Она усмехнулась, ожидая, что вежливый хозяин ее опровергнет и скажет, что она ему вовсе не в тягость. Однако не тут-то было.
– Возможно, – серьезно согласился дор. – Но я не буду лишать тебя зрения снова, потому, что, когда ты видишь истинную суть вещей, ты теряешь слишком много энергии. Ты к этому не готова. Это новое знание, и я донесу его до Лайдера.
В кромешной тьме Патрисия села на свою лежанку, ощутив волшебное тепло покрывала, сбросила обувь и подтянула под себя ноги. Однако она продолжала удерживать Кетла за руку, пытаясь привыкнуть к мысли, что сейчас останется здесь одна в темноте. Не страшно, не страшно, повторяла себе Пат – если станет совсем уж тускло, она сможет нащупать выход.
И все-таки у нее вырвалось:
– Не уходи… пожалуйста.
Звездные впечатления казались теперь далеким сном, вместе с обычным зрением вернулась прежняя Пат, которая почти ничего не боялась – только темноты, высоты и замкнутого пространства.
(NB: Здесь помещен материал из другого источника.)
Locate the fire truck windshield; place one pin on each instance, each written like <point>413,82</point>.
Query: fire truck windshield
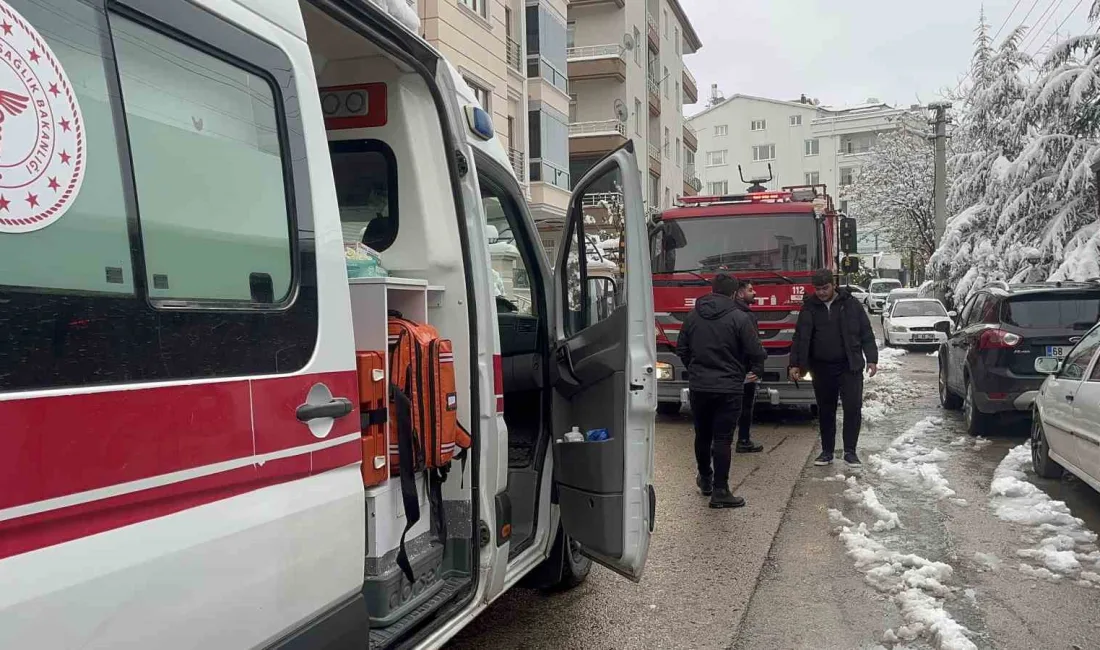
<point>773,242</point>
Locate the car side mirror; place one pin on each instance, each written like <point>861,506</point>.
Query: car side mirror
<point>1047,365</point>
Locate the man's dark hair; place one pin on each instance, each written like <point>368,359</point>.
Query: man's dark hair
<point>822,277</point>
<point>724,284</point>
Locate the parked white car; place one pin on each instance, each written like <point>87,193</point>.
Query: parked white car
<point>1066,414</point>
<point>878,290</point>
<point>915,321</point>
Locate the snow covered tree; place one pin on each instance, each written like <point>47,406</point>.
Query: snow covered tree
<point>893,190</point>
<point>991,130</point>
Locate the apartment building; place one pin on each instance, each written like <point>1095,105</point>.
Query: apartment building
<point>627,80</point>
<point>513,54</point>
<point>802,142</point>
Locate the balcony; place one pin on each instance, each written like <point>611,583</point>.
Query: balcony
<point>619,3</point>
<point>596,62</point>
<point>691,88</point>
<point>518,161</point>
<point>595,138</point>
<point>515,56</point>
<point>691,140</point>
<point>692,184</point>
<point>653,32</point>
<point>655,96</point>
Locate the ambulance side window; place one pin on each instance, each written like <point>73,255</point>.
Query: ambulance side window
<point>167,232</point>
<point>210,230</point>
<point>365,174</point>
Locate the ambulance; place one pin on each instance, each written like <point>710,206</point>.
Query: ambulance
<point>195,449</point>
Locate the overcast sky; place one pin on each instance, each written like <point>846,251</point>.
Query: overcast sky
<point>846,52</point>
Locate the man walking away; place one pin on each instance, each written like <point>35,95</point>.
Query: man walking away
<point>832,339</point>
<point>745,299</point>
<point>719,346</point>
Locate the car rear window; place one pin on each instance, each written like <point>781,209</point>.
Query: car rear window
<point>1069,311</point>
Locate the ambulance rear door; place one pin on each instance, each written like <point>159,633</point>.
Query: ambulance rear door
<point>603,373</point>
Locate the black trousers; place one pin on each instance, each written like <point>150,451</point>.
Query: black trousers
<point>715,416</point>
<point>745,423</point>
<point>831,382</point>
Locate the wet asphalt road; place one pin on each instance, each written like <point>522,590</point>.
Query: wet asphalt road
<point>774,575</point>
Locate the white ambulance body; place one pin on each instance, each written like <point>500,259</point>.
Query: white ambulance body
<point>180,437</point>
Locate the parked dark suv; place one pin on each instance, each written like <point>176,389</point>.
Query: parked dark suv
<point>987,364</point>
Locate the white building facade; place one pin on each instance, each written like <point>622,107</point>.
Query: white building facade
<point>802,142</point>
<point>628,80</point>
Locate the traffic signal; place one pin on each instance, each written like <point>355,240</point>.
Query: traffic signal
<point>849,264</point>
<point>848,239</point>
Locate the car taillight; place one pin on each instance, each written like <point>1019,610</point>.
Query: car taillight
<point>994,339</point>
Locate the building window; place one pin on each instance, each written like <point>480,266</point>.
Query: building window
<point>717,187</point>
<point>479,7</point>
<point>481,94</point>
<point>763,152</point>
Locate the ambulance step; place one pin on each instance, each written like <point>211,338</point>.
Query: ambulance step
<point>450,587</point>
<point>389,596</point>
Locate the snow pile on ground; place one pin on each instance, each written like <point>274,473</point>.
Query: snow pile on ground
<point>917,585</point>
<point>908,462</point>
<point>1062,544</point>
<point>867,498</point>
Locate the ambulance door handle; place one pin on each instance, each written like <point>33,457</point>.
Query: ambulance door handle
<point>338,408</point>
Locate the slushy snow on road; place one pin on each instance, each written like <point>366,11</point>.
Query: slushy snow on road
<point>1060,544</point>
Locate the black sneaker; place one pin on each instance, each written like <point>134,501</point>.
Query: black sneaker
<point>724,498</point>
<point>748,447</point>
<point>705,484</point>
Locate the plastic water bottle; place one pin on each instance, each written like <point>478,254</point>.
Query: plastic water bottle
<point>596,436</point>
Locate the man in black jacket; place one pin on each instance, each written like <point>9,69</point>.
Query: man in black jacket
<point>745,299</point>
<point>832,339</point>
<point>719,346</point>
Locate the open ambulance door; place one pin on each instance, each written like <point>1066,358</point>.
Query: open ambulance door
<point>603,372</point>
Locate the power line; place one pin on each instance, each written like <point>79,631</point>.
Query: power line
<point>1042,22</point>
<point>1007,19</point>
<point>1055,32</point>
И он не ушел. Не отпуская ее руки, присел рядом с лежанкой. Патрисия даже и не надеялась на такое, и благодарно замерла. Словно она оказалась в гостях у бабушки – ну ладно, пускай у дедушки, и он только что прочитал ей сказку, и послушно остался дожидаться, пока любимая внучка заснет. А внучка-то эта совсем не индиго, потому что плевать ей на то, что усталый дед сидит тут и караулит ее сон, главное, что ей теперь удивительно спокойно… и все смешалось, и какой-то голос что-то тихо и монотонно говорит в ее голове – может, поет колыбельную? «Это напиток так действует?», – спросила она словно у самой себя. «Я помогу тебе уснуть», – откуда-то издалека ответил голос в ее голове.
«Наверно, я все-таки сильно достала его сегодня», – успела подумать она перед тем, как совсем отключиться.